# age old question!



## aquariumjnky (Mar 22, 2008)

Ok I think I have my selection for my FIRST ever NEW hand gun narrowed down to a 226 or 229 in allstainless elite.(platinum elite in running but distant third)

Here is the questons I have shot a 226 loved the gun shot beautifully grips sucks. The elite wood grips feel a bit thick to me but the standard grips and plat aluminum grips feel really nice. I really love the look to the all stainless gun(if they had a nickle model currently I would be all over it)

Ok here goes (have not shot a 229) do the 226 and 229 shoot simliarly? From what I can tell it is simply a little shorter and a little shorter. 

Second anyone know if you can buy thin metal grips such as are on the plat elite so they could go on my all stainless elite? 

Third this will primarly be a range gun/hikin/camping gun but would like the ability to carry it concealed if I find the desire would the 226 elite be alble to be worn concealed?

Thanks great for any insite or help you can give me!

Steven

(totally torn between 229 and 226 platforms)


----------



## babs (Nov 30, 2007)

I think depending on if it's a new gun or not, there may be slide-weight differences... The original 226's with stamped slide was actually a little lighter than the 229 even being a shorter pistol. Without checking width specs I'd bet the 229 is basically just a shorter version of the same gun with slightly shorter grip as well. If either grip fits you well, it's a toss-up, I'd say.

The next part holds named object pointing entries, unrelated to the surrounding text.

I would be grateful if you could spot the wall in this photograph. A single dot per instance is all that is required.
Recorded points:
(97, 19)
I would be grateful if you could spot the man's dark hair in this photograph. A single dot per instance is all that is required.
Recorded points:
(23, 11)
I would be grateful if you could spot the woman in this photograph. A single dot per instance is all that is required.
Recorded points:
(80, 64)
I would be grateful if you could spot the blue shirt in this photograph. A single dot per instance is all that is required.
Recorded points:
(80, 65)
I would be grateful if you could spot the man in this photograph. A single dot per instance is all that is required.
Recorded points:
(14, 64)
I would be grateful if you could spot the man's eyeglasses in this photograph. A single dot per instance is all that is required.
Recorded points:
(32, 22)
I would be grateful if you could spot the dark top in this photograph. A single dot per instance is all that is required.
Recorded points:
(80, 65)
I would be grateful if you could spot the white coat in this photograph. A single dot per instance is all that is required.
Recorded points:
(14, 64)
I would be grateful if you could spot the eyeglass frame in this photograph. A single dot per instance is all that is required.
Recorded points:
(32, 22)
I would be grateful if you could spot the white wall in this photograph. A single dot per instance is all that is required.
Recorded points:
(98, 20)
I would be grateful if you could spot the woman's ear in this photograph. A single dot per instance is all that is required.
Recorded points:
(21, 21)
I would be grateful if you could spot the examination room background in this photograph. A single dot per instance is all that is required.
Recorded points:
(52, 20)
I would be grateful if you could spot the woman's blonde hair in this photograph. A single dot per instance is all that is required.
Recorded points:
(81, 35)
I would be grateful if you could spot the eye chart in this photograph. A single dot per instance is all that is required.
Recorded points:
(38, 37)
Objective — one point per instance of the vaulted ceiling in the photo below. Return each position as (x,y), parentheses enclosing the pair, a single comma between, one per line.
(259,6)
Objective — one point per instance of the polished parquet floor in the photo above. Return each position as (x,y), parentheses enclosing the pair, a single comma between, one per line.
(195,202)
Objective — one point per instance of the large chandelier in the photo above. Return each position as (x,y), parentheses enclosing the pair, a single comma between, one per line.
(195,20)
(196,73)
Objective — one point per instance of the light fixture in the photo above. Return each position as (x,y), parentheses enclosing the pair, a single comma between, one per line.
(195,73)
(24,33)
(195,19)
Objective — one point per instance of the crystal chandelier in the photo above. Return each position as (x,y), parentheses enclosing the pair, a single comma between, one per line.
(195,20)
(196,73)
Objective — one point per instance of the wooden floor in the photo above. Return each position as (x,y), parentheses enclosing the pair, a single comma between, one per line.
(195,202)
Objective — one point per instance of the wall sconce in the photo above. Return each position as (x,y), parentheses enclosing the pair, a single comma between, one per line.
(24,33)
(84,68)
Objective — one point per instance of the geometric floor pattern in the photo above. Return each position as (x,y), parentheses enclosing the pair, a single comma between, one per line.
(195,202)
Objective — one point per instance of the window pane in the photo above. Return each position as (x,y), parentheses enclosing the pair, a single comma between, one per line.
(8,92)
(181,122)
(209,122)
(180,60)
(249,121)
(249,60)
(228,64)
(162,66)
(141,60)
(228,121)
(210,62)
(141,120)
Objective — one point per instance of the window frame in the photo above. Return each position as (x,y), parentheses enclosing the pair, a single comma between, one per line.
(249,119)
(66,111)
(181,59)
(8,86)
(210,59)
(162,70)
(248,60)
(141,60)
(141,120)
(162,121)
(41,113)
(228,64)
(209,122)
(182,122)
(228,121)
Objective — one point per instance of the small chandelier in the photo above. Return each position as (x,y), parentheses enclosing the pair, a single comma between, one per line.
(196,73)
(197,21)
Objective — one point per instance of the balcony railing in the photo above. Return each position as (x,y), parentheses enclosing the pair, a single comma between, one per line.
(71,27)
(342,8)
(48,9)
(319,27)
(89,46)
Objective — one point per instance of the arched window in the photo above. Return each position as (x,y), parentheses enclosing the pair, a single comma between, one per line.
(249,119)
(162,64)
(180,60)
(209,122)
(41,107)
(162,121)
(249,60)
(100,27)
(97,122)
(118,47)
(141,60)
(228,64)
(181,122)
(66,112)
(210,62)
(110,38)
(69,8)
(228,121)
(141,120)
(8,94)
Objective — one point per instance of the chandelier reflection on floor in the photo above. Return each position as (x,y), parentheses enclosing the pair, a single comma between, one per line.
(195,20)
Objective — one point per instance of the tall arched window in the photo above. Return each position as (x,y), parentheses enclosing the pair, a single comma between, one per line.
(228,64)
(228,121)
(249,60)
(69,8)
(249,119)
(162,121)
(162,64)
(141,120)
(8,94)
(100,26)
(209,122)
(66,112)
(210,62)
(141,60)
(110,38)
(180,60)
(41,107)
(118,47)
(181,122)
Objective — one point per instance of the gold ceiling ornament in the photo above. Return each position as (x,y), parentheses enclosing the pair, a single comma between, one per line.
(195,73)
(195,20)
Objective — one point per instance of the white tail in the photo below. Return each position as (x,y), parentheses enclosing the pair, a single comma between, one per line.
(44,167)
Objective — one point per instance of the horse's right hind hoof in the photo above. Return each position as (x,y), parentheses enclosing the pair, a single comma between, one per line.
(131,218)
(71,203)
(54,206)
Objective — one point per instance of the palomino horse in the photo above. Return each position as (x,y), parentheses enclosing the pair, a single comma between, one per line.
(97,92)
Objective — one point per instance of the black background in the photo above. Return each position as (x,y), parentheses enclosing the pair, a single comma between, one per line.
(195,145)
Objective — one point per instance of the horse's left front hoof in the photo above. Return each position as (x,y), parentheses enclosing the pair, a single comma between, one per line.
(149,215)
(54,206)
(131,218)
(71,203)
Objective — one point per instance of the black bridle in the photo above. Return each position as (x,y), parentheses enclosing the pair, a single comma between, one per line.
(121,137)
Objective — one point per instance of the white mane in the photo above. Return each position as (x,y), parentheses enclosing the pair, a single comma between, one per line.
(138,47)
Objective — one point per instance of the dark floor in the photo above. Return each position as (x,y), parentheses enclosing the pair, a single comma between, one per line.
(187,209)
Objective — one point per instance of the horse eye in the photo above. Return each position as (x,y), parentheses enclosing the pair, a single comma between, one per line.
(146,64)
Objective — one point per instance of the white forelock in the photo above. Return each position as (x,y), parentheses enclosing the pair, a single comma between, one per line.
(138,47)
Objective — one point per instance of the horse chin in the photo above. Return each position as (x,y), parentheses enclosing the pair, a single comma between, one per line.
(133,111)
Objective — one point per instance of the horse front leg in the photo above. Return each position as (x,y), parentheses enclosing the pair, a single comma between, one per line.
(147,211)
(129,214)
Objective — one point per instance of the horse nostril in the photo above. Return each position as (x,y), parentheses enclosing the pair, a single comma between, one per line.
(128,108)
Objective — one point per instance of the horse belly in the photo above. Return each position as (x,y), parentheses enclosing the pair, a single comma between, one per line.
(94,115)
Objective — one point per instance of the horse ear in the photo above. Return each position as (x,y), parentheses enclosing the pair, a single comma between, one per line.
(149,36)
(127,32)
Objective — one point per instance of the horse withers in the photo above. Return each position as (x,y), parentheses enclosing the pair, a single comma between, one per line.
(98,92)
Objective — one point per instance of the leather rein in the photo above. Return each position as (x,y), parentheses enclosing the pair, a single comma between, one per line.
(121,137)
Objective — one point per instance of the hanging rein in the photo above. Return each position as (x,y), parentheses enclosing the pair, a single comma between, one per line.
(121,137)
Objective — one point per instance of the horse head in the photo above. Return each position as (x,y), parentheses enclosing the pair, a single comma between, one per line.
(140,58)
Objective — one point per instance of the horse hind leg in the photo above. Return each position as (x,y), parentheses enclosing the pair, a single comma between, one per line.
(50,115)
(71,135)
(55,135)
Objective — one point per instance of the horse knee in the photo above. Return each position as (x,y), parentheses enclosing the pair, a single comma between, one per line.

I can say my non-rail CPO p226 shoots like a dream, and though the stock grips could be improved upon, I found it fits me perfectly. If the 229 shoots as well, and I'll bet it does, either would be a great great gun.


----------



## Dsig1 (Dec 23, 2007)

aquariumjnky said:


> I really love the look to the all stainless gun(if they had a nickle model currently I would be all over it)


All nickle 226 on Gunbroker. Sweet!!!!

http://www.gunbroker.com/Auction/ViewItem.asp?Item=95974289


----------